The run time statistics reveal how much time it took to run the two major parts of your program, the loading of the class data structure and the registering of students. These numbers, of course, will vary depending on your choice of data structure and search strategy for registering students.

To assist you with this task, the skeleton program Register.cpp is provided in the Lab 9 folder. It simply reads records from the classes.data file into a Vector (an enhanced Array type), and then reads individual student records one-by-one. It contains the beginnings of a class definition for a student (called Student) and a course (called Course).

To exercise this program, you may set up a project that looks like this:

Now drag the files "classes.data," "cards.data," "conflicts.data," and "Register.cpp" into this project's folder, and then Make and Run it. Its output should be similar to that shown in Figures 1 and 2.

Major Lab Tasks

The work for this lab can be divided into several major tasks.

Designing an efficient data structure for storing the classes.data file (a Vector may be the worst possible choice), and flushing out the overall structure of the program.

The data structure choices here are Vector, Binary SearchTree, AVL Tree, and HashTable.
Each choice presents performance tradeoffs for adding elements during the building phase and searching the data structure to find elements during the registration process.
Remember, to register 1400 students with 4 choices per student requires 5600 separate searches in this data structure!
Develop working implementations of each data structure using a common interface so that your program can easily switch between them. When you are done you will need to choose one for the final version and provide an explanation for your choice.

Addition of appropriate variables and calls to track the run time statistics for the two major parts of the program (see additional suggestions commented into the sample Register.cpp program).
Determining, for a given student and course, whether that course's time is in conflict with any other courses which the student has been assigned so far.
Registering a single student with the number of courses he/she desires.
Keeping track of the appropriate summary statistics
Displaying the registration results, summary statistics, and run time statistics after all the student cards have been processed.

Part 1 Outcome (As a Team): a complete, correctly-running, and well-documented C++ program for this problem.
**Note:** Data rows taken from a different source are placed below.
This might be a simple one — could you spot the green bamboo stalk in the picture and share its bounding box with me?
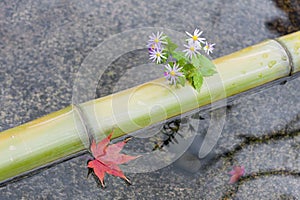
[0,32,300,182]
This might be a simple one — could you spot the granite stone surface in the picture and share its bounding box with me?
[0,0,300,200]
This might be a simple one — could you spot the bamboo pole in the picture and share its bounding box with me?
[0,32,300,182]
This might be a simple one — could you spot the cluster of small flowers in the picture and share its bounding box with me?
[183,29,215,59]
[147,29,215,85]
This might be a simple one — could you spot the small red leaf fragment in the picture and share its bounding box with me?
[88,132,139,187]
[228,166,245,184]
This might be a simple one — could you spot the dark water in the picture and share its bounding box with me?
[0,0,300,199]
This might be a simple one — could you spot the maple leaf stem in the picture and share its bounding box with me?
[0,31,300,182]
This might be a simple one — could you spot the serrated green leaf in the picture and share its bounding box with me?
[192,73,203,92]
[182,63,197,81]
[191,55,201,68]
[172,51,188,61]
[199,66,217,77]
[166,37,178,54]
[178,76,186,87]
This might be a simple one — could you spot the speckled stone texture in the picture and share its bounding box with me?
[0,0,300,200]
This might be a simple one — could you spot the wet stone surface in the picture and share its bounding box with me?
[0,0,300,200]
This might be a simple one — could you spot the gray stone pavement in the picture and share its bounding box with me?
[0,0,300,200]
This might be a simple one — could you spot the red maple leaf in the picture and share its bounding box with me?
[88,132,139,187]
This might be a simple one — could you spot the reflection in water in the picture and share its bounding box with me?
[266,0,300,35]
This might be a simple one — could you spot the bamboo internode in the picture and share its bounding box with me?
[0,32,300,182]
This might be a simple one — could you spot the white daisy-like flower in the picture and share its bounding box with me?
[147,32,167,49]
[183,42,201,59]
[149,49,167,64]
[203,42,216,55]
[185,29,206,44]
[164,63,184,85]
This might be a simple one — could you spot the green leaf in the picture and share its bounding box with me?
[182,63,197,81]
[191,55,201,68]
[166,37,178,54]
[172,51,188,61]
[178,76,186,87]
[198,66,217,77]
[192,73,203,92]
[191,55,217,77]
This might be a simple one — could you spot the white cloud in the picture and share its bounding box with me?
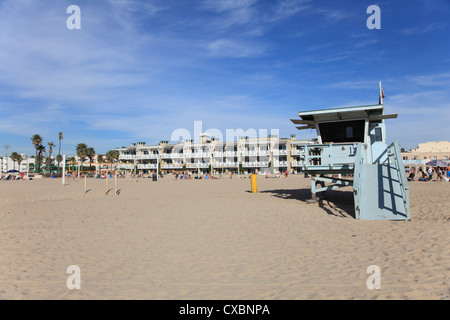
[206,39,266,58]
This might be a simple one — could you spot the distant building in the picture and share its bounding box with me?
[402,141,450,169]
[0,154,35,173]
[116,135,312,173]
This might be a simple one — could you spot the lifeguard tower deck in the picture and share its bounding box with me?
[291,99,411,220]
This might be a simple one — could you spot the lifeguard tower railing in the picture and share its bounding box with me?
[299,142,410,220]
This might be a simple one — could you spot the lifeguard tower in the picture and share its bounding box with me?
[291,84,411,220]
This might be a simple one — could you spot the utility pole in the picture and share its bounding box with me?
[4,144,11,172]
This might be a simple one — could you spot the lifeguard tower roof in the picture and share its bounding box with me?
[291,104,398,130]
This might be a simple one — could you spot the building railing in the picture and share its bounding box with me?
[273,149,288,156]
[213,162,239,168]
[137,154,158,160]
[119,154,136,160]
[137,163,157,170]
[242,161,269,168]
Teams should prepare to demonstrate their results on December 9 at 2:00 (that is the time of the last lab of the course).

Part 2 Outcome (Individually): the following written work, which is due on December 16 at 5pm:

A brief description of your overall role in the project, including what you contributed, what help you gave or received from other team members.
A complete listing of the program that your team developed, with the parts you developed circled.
A discussion of which data structure your team settled upon and why you made that choice.
A calculation of the theoretical complexity of this program, taking into account all data structures used, methods called, and the number of steps required to run each part of the program. You should develop this calculation by identifying how various relevant parts of the text of the program contribute to its complexity. The final expression should be written in the form O(t), where involves at least the following variables:

the number of students ns, in the students.data file,
the number of courses nc, in the courses.data file, and
the (worst-case) number of possible conflicts nf that can occur for registering each student.

Organization:

This is a team project . The teams are identified below. Team captains are indicated with asterisks (*), and will assign tasks and oversee the completion of Part 1.

Team A: *Doug Vail, Kim Schneider, Henry Chance, Thurston Riday

Team B: *Adam Greene, Megan Wardrop, Wasif Khan, Rob Ford

Team C: *Curtis Jirsa, Ben Oyer, Brian Haley, Jon Lapak

There's a modest amount of competition involved here, since each team will want to design the most efficiently-running registration program. Other qualities, like program organization and clarity, robustness, and effective use of C++ classes and data structures concepts, will also be important in the final design. Run-time efficiency, of course, depends critically on your choice of data structures.